La queja constitucional. En el asunto que ocupa la atención de la Sala, Angie Pauline Salazar Angarita cuestiona la decisión proferida por el Juzgado Catorce de Familia de Bogotá en audiencia de 24 de abril de 2025, mediante la cual resolvió mantener el decreto de las pruebas testimoniales solicitadas por la demandante Blanca Cecilia Cadena Ávila, en el proceso de declaración de unión marital de hecho que inició en su contra como heredera determinada de César Augusto Salazar Monsalve.

Su inconformidad radica, según expone, en que el Juzgado accionado haya dispuesto mantener su decisión de decretar las pruebas testimoniales solicitadas por Blanca Cecilia Cadena Ávila, sin tener en cuenta que no se cumplían los requisitos establecidos en el artículo 212 del Código General del Proceso. 3. La providencia cuestionada. En el citado proceso, el Juzgado accionado celebró la audiencia inicial el 24 de abril de 2025, en la que decretó la práctica de las pruebas solicitadas por las partes, entre otras, los testimonios pedidos por la demandante en la demanda -José Alejandro Merizalde, Leidy Viviana Salazar, Gladys Porras Torres, Óscar Dayron Salazar, Doris Stella Pedreros-.

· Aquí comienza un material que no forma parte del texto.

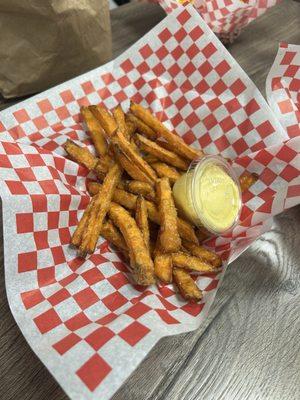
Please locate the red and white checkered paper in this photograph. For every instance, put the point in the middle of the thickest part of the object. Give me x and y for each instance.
(84, 319)
(283, 87)
(225, 17)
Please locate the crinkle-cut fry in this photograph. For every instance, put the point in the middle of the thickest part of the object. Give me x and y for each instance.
(247, 179)
(111, 233)
(192, 263)
(150, 159)
(141, 217)
(99, 210)
(139, 187)
(81, 155)
(164, 170)
(106, 120)
(141, 262)
(162, 154)
(178, 144)
(96, 131)
(128, 200)
(141, 127)
(133, 156)
(77, 235)
(203, 253)
(132, 169)
(169, 236)
(186, 285)
(119, 117)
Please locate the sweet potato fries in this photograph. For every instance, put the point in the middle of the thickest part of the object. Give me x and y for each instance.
(136, 163)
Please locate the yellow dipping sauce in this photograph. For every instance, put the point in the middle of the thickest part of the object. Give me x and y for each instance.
(209, 195)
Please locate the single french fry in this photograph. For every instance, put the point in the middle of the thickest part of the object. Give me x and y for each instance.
(178, 145)
(169, 236)
(103, 165)
(131, 127)
(164, 170)
(141, 217)
(184, 260)
(133, 156)
(247, 179)
(77, 235)
(168, 146)
(120, 196)
(96, 131)
(142, 128)
(128, 200)
(119, 117)
(162, 263)
(202, 235)
(80, 154)
(162, 154)
(99, 210)
(204, 254)
(105, 118)
(186, 285)
(140, 188)
(150, 159)
(141, 262)
(112, 234)
(186, 231)
(132, 169)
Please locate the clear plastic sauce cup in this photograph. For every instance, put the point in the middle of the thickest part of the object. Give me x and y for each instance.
(209, 195)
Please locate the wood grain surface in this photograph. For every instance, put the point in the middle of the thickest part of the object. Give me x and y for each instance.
(249, 348)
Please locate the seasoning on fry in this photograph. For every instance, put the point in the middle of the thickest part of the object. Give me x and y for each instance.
(178, 144)
(183, 260)
(203, 253)
(99, 210)
(162, 263)
(77, 235)
(131, 127)
(186, 285)
(150, 159)
(141, 217)
(119, 117)
(129, 213)
(133, 156)
(96, 132)
(141, 262)
(162, 154)
(112, 234)
(169, 235)
(138, 187)
(132, 169)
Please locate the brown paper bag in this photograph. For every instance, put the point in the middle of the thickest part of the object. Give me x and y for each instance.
(49, 41)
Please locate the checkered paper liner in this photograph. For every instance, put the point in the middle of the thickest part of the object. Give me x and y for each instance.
(84, 319)
(225, 17)
(283, 87)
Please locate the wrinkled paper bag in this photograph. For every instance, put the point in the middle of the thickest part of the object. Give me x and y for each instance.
(47, 42)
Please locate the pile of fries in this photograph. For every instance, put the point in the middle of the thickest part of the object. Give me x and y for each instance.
(132, 206)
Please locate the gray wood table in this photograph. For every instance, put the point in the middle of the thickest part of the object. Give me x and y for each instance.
(249, 347)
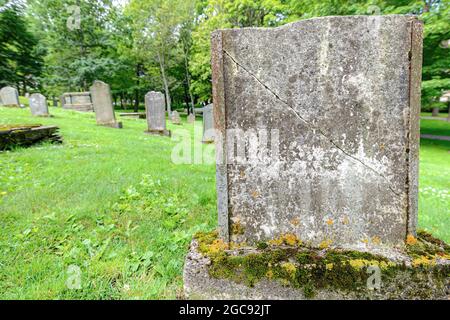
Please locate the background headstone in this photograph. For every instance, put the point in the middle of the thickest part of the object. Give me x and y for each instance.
(102, 102)
(9, 97)
(340, 97)
(176, 119)
(38, 105)
(79, 101)
(156, 113)
(208, 124)
(191, 118)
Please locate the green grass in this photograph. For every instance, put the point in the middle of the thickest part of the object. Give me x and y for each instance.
(435, 127)
(442, 114)
(109, 201)
(112, 203)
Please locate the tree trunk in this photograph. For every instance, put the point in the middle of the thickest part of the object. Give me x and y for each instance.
(136, 91)
(165, 83)
(188, 82)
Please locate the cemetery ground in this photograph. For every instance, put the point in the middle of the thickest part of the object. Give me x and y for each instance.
(112, 203)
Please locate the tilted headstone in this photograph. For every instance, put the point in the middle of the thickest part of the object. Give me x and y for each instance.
(38, 105)
(191, 118)
(102, 102)
(208, 124)
(156, 113)
(9, 97)
(334, 103)
(176, 119)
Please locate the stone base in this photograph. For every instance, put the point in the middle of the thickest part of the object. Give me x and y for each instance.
(398, 284)
(117, 125)
(167, 133)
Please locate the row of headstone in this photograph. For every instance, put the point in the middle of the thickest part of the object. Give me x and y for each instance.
(100, 100)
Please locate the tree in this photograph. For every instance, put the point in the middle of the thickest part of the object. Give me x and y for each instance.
(20, 62)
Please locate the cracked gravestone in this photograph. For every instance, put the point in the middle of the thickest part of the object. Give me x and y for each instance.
(156, 113)
(317, 137)
(79, 101)
(38, 105)
(9, 97)
(319, 130)
(103, 107)
(208, 124)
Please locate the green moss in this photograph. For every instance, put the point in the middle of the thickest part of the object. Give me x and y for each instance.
(237, 228)
(310, 269)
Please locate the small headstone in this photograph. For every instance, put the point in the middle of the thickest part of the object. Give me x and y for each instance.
(79, 101)
(38, 105)
(191, 118)
(156, 113)
(176, 119)
(9, 97)
(435, 112)
(102, 102)
(208, 124)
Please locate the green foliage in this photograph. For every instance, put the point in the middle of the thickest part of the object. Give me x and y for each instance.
(20, 61)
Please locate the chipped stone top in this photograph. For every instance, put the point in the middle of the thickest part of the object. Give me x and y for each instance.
(339, 98)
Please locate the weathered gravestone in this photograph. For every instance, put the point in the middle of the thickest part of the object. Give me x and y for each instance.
(208, 124)
(156, 113)
(176, 119)
(79, 101)
(317, 149)
(9, 97)
(103, 107)
(38, 105)
(191, 118)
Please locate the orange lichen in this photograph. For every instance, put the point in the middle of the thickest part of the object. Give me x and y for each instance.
(410, 240)
(325, 244)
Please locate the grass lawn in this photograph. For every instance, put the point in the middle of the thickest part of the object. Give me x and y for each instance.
(436, 127)
(111, 203)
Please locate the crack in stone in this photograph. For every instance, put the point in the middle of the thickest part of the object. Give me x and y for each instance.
(308, 124)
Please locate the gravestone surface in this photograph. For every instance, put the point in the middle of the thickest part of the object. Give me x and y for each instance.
(38, 105)
(9, 97)
(335, 104)
(208, 124)
(156, 113)
(103, 107)
(176, 119)
(191, 118)
(79, 101)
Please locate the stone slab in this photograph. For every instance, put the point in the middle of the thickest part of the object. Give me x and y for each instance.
(340, 99)
(9, 97)
(103, 106)
(200, 285)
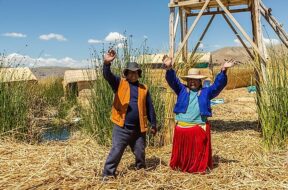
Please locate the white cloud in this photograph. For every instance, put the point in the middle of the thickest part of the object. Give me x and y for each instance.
(271, 41)
(94, 41)
(114, 36)
(53, 36)
(15, 35)
(201, 45)
(15, 59)
(216, 46)
(237, 41)
(120, 45)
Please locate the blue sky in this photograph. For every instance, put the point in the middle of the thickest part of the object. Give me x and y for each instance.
(58, 32)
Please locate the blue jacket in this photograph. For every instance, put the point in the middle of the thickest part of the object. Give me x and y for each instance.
(204, 98)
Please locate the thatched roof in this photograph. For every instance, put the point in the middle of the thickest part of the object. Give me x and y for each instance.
(16, 74)
(71, 76)
(157, 58)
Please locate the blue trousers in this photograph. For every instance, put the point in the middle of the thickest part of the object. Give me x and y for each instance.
(121, 138)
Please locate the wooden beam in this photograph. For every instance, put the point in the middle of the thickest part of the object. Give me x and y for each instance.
(176, 25)
(221, 12)
(183, 23)
(283, 36)
(258, 40)
(196, 4)
(191, 30)
(241, 30)
(268, 14)
(238, 36)
(202, 36)
(171, 31)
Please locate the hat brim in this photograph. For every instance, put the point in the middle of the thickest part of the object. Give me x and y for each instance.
(132, 69)
(193, 77)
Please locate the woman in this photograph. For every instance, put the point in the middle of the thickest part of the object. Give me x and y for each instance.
(191, 150)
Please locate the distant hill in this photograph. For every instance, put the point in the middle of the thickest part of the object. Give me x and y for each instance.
(238, 53)
(44, 72)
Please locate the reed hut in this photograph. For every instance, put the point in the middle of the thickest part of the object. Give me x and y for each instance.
(79, 82)
(17, 75)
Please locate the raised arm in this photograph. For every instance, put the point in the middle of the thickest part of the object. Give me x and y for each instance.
(113, 80)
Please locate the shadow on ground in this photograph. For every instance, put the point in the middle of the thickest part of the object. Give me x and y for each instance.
(219, 160)
(151, 164)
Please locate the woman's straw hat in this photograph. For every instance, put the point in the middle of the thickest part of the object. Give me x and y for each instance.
(194, 74)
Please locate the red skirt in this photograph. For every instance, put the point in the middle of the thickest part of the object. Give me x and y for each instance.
(191, 151)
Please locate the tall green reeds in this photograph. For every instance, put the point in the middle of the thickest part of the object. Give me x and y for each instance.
(272, 101)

A su vez, decretó los testimonios pedidos al descorrer el traslado de las excepciones propuestas por la demandada -Deiby Stefan Niño Arcila y Beatriz del Socorro Serna López-. Frente a esa determinación, Angie Pauline Salazar Angarita interpuso recurso de reposición, sobre el cual el Juzgado Catorce de Familia consideró: La norma el artículo 212 del CGP establece la formalidad legal a través del cual se deben apegar la solicitud de la práctica de pruebas, advierte el despacho que la solicitud presentada por el apoderado de la parte demandante, se aviene a las exigencias legales.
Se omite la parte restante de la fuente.